La mue dans la Défense est un véritable défi pour les partenaires de la coalition. Pour les Verts tout d’abord, un parti né du mouvement antimilitariste. « L’Allemagne est en train de rompre avec une forme de retenue particulière et solitaire en matière de politique étrangère et de sécurité, a concédé la ministre écologiste des Affaires étrangères, Annalena Baerbock, devant le Bundestag. Si notre monde est différent, notre politique doit l’être aussi. » « J’ai un grand respect pour la politique du pacifisme à tout prix, ajoute le ministre vert de l’Economie, Robert Habeck. Mais je la crois erronée. Car au final, nous ne sortirons pas de cette affaire les mains propres. » Qu’elle augmente son budget militaire ou pas, qu’elle livre des armes à l’Ukraine ou pas… Dans les deux cas, l Allemagne ne pourra éviter d’avoir du sang sur les mains, un déchirement pour les Verts allemands. Mais c’est aussi un défi pour l’allié libéral. Le ministre FDP des Finances, Christian Lindner, apôtre de l’équilibre budgétaire, a accepté de laisser filer les dettes pour financer le paquet militaire d’Olaf Scholz.
Dépendance au gaz
« En regardant en arrière, en relisant les déclarations de Vladimir Poutine de l’été dernier, on s’aperçoit que l’Occident, l’Europe, l’Allemagne ont été naïfs« , déplore Robert Habeck. L’un des volets de cette naïveté pourrait coûter particulièrement cher à l’ Allemagne: la dépendance énergétique du pays envers la Russie, que la mise en service de Nord Stream 2 aurait encore aggravée. Berlin importe 55% de son gaz de Russie, 50% de son charbon et 35% de son pétrole. La situation du gaz est particulièrement préoccupante, tant il sera difficile pour l’Allemagne de diversifier à court terme ses fournisseurs. Les réserves de gaz sont historiquement basses, autour de 30% des capacités, alors que la moitié des logements du pays sont chauffés grâce à ce combustible. Certes, cela devrait suffire à passer l’hiver. Mais jamais le niveau des réservoirs n’a été aussi faible, particulièrement pour les très gros, directement gérés par une filiale de Gazprom, Astora. Le réservoir d’Astora à Rehden, le plus gros d’Europe avec une capacité de quatre milliards de mètres cubes, n’est plein qu’à 3% de ses capacités.

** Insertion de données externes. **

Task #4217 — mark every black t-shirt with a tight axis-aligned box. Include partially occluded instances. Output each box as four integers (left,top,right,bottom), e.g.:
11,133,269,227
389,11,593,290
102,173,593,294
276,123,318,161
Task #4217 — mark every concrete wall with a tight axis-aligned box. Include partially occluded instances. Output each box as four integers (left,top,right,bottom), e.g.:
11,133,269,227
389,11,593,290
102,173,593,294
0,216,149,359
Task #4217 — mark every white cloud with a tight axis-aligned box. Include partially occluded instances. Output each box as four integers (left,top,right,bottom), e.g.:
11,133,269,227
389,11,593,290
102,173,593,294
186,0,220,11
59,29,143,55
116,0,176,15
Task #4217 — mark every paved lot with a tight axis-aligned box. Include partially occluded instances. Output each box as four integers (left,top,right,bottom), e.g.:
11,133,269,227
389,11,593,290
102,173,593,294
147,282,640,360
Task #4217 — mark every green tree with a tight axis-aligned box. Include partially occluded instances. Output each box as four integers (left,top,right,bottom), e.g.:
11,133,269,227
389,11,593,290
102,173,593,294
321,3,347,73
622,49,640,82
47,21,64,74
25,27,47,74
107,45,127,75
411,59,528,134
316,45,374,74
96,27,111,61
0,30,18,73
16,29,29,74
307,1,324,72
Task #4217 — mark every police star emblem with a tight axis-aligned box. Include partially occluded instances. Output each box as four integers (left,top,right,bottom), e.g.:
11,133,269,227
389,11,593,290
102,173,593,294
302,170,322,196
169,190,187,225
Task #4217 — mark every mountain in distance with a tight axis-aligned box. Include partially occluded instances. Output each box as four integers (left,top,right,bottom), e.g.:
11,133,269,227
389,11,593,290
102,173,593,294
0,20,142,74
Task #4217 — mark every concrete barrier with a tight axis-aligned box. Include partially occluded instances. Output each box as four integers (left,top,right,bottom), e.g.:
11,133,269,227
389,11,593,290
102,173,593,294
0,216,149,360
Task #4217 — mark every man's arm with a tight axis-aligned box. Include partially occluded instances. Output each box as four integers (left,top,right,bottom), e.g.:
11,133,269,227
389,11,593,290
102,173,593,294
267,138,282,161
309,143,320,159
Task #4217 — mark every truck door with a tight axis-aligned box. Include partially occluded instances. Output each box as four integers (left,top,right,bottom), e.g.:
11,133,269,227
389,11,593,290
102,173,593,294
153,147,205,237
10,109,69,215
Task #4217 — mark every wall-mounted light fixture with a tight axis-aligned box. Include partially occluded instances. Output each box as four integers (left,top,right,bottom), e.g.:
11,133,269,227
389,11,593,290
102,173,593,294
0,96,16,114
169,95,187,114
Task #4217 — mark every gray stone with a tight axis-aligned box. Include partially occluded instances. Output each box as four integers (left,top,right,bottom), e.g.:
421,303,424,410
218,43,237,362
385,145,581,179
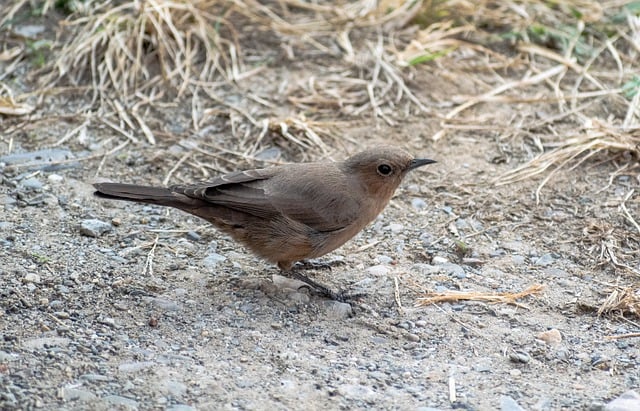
202,253,227,267
143,297,182,311
533,253,555,267
500,395,524,411
604,390,640,411
366,264,389,277
22,273,40,284
102,395,138,410
385,223,404,234
324,301,353,319
437,263,467,279
47,174,64,184
20,177,44,190
338,384,380,403
62,387,97,402
80,219,113,238
118,361,154,372
411,198,427,210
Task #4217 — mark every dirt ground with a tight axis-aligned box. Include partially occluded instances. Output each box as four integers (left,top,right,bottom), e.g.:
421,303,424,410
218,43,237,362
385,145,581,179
0,1,640,411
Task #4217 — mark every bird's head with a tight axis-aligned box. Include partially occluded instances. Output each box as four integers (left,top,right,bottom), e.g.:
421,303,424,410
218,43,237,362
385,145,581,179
343,146,435,200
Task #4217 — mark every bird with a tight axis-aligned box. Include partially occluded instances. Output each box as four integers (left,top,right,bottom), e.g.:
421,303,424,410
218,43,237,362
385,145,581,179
94,145,436,299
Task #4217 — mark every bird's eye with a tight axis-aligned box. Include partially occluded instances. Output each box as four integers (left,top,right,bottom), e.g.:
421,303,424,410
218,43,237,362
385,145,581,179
378,164,393,176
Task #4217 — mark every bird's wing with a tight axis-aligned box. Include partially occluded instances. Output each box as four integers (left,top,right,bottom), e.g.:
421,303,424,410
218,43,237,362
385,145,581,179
169,169,279,218
170,167,360,232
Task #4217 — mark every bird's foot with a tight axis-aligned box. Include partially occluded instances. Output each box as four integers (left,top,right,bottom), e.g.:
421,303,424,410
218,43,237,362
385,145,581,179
295,260,345,271
289,271,366,303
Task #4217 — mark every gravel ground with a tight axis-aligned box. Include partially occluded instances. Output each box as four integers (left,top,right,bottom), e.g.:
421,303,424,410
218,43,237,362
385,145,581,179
0,134,640,410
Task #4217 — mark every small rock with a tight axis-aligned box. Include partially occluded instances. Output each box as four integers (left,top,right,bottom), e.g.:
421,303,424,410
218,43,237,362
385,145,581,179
53,311,69,320
431,255,449,265
604,390,640,411
202,253,227,267
509,351,531,364
47,174,64,184
500,395,524,411
20,177,44,190
544,267,569,278
385,223,404,234
187,230,200,241
102,395,138,410
411,198,427,210
118,361,154,372
438,263,467,279
533,253,555,267
536,328,562,345
62,387,97,402
80,219,113,238
366,264,389,277
162,380,187,398
143,297,182,311
338,384,380,403
22,273,40,284
324,301,353,319
376,255,393,264
511,254,527,265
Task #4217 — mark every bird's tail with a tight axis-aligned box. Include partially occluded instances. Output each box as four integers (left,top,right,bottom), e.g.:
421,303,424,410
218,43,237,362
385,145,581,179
93,183,181,207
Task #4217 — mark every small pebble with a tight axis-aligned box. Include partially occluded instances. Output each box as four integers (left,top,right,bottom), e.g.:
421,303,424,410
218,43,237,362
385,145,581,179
102,395,139,410
324,301,353,320
431,255,449,265
22,273,40,284
20,177,44,190
536,328,562,345
509,351,531,364
47,174,64,184
533,253,555,267
411,198,427,210
366,264,389,277
80,219,113,238
376,255,393,264
500,395,524,411
202,253,227,268
604,390,640,411
187,230,200,241
385,223,404,234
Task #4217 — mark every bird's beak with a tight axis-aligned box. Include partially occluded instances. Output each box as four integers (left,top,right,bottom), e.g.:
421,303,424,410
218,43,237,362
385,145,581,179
407,158,437,171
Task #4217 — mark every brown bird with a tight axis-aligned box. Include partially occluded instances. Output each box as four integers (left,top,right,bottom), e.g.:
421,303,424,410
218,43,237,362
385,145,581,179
94,146,435,297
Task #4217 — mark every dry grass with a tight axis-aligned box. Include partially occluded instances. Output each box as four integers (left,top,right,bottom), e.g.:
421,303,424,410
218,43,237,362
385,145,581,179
417,284,544,308
2,0,640,172
598,285,640,318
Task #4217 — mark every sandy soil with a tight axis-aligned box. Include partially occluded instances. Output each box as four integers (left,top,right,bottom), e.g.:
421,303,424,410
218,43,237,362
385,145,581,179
0,4,640,410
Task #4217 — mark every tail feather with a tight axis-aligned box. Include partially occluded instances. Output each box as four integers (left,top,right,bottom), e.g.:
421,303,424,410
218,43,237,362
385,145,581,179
93,183,180,207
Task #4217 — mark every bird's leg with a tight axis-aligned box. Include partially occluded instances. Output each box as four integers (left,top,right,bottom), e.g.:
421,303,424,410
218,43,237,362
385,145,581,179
285,270,364,303
295,260,345,271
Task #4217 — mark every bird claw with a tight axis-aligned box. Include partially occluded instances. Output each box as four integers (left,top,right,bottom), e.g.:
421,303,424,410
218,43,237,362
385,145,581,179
290,271,366,303
295,260,345,271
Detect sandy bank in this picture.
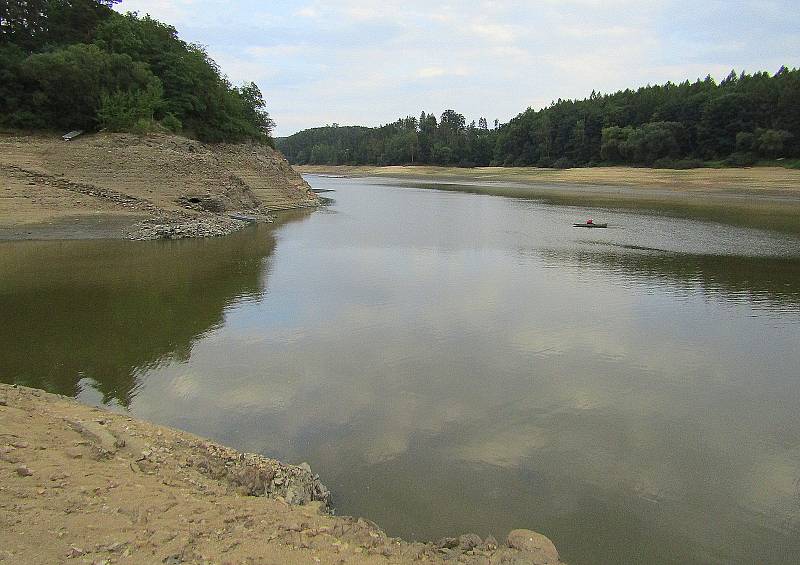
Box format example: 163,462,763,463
0,384,559,565
0,134,319,239
297,166,800,234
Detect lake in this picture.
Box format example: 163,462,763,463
0,176,800,565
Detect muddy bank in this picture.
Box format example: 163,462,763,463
0,134,319,239
297,165,800,234
0,384,560,565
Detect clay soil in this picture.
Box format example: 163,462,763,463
0,133,318,239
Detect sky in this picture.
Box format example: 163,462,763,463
117,0,800,136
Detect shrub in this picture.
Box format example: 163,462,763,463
553,157,575,169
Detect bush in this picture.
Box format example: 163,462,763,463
161,112,183,133
653,157,705,170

La forte dépendance de l’Allemagne envers les hydrocarbures russes – et la nécessité pour elle de payer sa facture énergétique par virements internationaux – explique la réticence qu’a eue Berlin à soutenir l’exclusion des banques russes du système Swift. Là encore, un verrou a sauté, celui qui voulait que la diplomatie soit dictée par les intérêts économiques du pays. Le 27 février, Olaf Scholz, longtemps accusé de manquer de charisme, a véritablement endossé le costume de chancelier.